Re: SELECT-ing and then DESCRIBE-ing

Thanks for the response Aidan.

My bad for failing to mention that indeed we use this approach in
combination with pagination, so yes, OFFSET and LIMIT are in the
picture, and therefore ORDER BY is necessary. A more realistic example
would be:

DESCRIBE *
{
    {
        SELECT ?resource
        {
            ?resource ?p ?o .
        }
        ORDER BY ?resource
        OFFSET 20
        LIMIT 20
    }
}

I realized as well that B) would probably not work with blank nodes.

DESCRIBE <http://result/resource1> <http://result/resource2> ...
<http://result/resourceN> could be problematic, as IIRC it wont' work
in some triplestores if there are no bindings from the WHERE clause.

Re. extracting the SELECT solutions locally from a DESCRIBE/CONSTRUCT
result -- we've considered this, but it would have to happen in the
browser which means there has to be a client-side SPARQL engine.
Which might be the case now with Quadstore:
https://github.com/beautifulinteractions/node-quadstore

I think Claus has raised a somewhat similar SPARQL 1.2 issue, although
I'm not 100% sure: https://github.com/w3c/sparql-12/issues/128

On Sat, Oct 31, 2020 at 8:09 PM Aidan Hogan <aidhog@gmail.com> wrote:
>
> Hi Martynas,
>
> So long as your query is deterministic, there is no value to adding
> order-by (because DESCRIBE returns RDF graphs that are unordered), so
> A.2 could, strictly speaking, simply be:
>
> DESCRIBE ?resource
> {
>      ?resource ?p ?o .
> }
>
> ... unless perhaps the endpoint is using a non-standard limit that the
> query exceeds, in which case the ORDER BY might be necessary. In that
> case it would be more simple to write:
>
> DESCRIBE ?resource
> {
>      ?resource ?p ?o .
> }
> ORDER BY ?resource
>
> Essentially for DESCRIBE you typically care about the set* of solutions:
> you do not care about order or duplicates.

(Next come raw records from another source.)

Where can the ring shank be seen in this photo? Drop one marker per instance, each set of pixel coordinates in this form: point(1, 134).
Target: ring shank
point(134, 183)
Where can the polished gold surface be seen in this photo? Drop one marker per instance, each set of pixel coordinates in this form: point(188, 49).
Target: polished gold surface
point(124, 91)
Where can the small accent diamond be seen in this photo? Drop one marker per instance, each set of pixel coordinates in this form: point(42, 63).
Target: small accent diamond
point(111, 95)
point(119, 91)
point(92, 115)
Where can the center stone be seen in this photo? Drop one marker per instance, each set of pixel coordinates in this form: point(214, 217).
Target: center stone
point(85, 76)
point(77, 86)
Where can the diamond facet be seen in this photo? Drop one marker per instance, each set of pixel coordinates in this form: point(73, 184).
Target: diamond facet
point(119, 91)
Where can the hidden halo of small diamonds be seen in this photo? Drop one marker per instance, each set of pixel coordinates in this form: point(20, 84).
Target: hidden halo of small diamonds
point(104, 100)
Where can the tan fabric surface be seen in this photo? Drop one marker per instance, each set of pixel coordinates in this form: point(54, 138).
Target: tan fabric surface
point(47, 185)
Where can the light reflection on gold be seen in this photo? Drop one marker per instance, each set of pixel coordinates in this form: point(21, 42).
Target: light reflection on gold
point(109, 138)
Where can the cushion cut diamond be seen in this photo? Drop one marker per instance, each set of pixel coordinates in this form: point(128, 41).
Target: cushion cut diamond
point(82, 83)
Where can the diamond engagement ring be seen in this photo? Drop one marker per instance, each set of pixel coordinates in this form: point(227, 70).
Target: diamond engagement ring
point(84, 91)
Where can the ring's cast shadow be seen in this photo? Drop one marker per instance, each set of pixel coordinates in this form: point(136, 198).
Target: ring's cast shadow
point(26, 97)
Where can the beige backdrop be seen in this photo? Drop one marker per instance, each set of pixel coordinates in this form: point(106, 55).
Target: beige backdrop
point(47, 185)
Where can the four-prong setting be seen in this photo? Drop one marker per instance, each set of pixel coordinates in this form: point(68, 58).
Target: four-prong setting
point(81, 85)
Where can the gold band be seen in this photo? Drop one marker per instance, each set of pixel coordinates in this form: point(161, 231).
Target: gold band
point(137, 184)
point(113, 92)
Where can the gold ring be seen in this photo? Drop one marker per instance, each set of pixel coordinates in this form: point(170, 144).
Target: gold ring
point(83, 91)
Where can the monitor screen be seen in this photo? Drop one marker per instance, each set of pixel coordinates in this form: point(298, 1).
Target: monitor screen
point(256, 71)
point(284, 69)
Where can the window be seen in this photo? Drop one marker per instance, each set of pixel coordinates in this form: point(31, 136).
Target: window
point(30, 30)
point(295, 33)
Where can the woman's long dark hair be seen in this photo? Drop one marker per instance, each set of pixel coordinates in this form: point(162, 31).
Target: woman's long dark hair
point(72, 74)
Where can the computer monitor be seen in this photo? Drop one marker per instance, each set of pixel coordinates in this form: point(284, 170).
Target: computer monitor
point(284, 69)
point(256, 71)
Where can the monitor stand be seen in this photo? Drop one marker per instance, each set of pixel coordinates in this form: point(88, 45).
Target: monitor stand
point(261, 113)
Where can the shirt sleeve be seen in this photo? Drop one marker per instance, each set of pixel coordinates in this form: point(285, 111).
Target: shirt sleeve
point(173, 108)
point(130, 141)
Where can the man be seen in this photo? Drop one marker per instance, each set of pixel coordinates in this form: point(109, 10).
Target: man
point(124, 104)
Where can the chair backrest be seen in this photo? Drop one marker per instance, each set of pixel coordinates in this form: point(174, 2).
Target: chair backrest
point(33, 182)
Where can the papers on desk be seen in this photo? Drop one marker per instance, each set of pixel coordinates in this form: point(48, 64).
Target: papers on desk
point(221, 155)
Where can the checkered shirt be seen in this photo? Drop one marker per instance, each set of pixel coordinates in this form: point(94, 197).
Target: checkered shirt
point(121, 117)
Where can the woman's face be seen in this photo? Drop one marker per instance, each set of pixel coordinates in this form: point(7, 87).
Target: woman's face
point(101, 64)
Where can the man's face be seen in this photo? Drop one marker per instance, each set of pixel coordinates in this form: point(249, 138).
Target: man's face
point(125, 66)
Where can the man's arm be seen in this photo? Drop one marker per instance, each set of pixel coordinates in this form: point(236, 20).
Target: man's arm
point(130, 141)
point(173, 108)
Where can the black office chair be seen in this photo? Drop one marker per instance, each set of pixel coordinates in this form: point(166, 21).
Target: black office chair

The only reason why the set
> of solutions would change under ORDER BY is if there is also an OFFSET
> or LIMIT associated with the query, or the endpoint. If this is the
> case, then yes, adding ORDER BY would be needed (though the engine *may*
> return the same solutions under LIMIT or OFFSET per some natural order
> even if ORDER BY is not given).
>
> * There is a small caveat in that duplicates might matter if distinct
> blank nodes are returned for the graph generated by each duplicate; I
> don't think the standard defines what should happen in this case, but
> the graph would just end up being "non-lean" in that case. I think in
> practice you would prefer not to describe duplicates.
>
>
>
> For B.2), if you have only IRIs, it would be better to simply write:
>
> DESCRIBE <http://result/resource1> <http://result/resource2> ...
> <http://result/resourceN>
>
> If you have other types of terms, you could rather write:
>
> DESCRIBE ?resource
> {
>   VALUES ?resource { <http://result/resource1> <http://result/resource2>
> ... <http://result/resourceN> }
> }
>
> Since these are the results of the first query, you do not need to
> "check" the basic graph pattern again, and it would introduce
> unnecessary costs to include it.
>
>
> Whether A) or B) is better depends on the nature of the query. If you
> have a simple SELECT query that generates lots of results very quickly
> then A) would be better. If you have a complex SELECT query that returns
> few results and takes quite long then B) would be better. In A) you have
> the cost of running the query again, but in B) you have the potential
> issue of generating a huge query (an option might be to describe
> batches). It becomes a very similar problem to federated query
> optimization, just that in this case you are calling the same engine
> each time.
>
> I'm not aware of a better way to do this, other than perhaps using one
> DESCRIBE or CONSTRUCT query and from the resulting RDF graph extract the
> solutions for the SELECT locally.
>
> Best,
> Aidan
>
> On 2020-10-31 11:10, Martynas Jusevičius wrote:
> > Hi,
> >
> > How does one consistently retrieve a result table (SELECT result) with
> > some resources *and* the graph of those same resources (DESCRIBE
> > result)?
> >
> > I see two options:
> >
> > A) This is what we currently use
> >
> > 1. Executing SELECT, e.g.
> >
> > SELECT ?resource
> > {
> >      ?resource ?p ?o .
> > }
> > ORDER BY ?resource
> >
> > 2. Wrapping the SELECT into DESCRIBE and executing it
> >
> > DESCRIBE *
> > {
> >      {
> >          SELECT ?resource
> >          {
> >              ?resource ?p ?o .
> >          }
> >          ORDER BY ?resource
> >      }
> > }
> >
> > B)
> >
> > 1. Executing SELECT
> >
> > SELECT ?resource
> > {
> >      ?resource ?p ?o .
> > }
> >
> > 2. Using the resource URIs from the result to form a DESCRIBE and executing it
> >
> > DESCRIBE ?resource
> > WHERE
> >    { ?resource  ?p  ?o }
> > VALUES ?resource { <http://result/resource1> <http://result/resource1>
> > ... <http://result/resourceN> }
> >
> >
> > Here are the questions I have:
> > 1. Are these approaches equivalent?
> > 2. Is it correct that using approach A) we can expect the A.2 graph to
> > be about those resources that were in the A.1 table only if ORDER BY
> > is specified? I.e. explicit ordering is required to make it stable.
> > 3. Are there other standard approaches?
> >
> > Thanks.
> >
> > Martynas
> > atomgraph.com
> >

Received on Saturday, 31 October 2020 19:20:32 UTC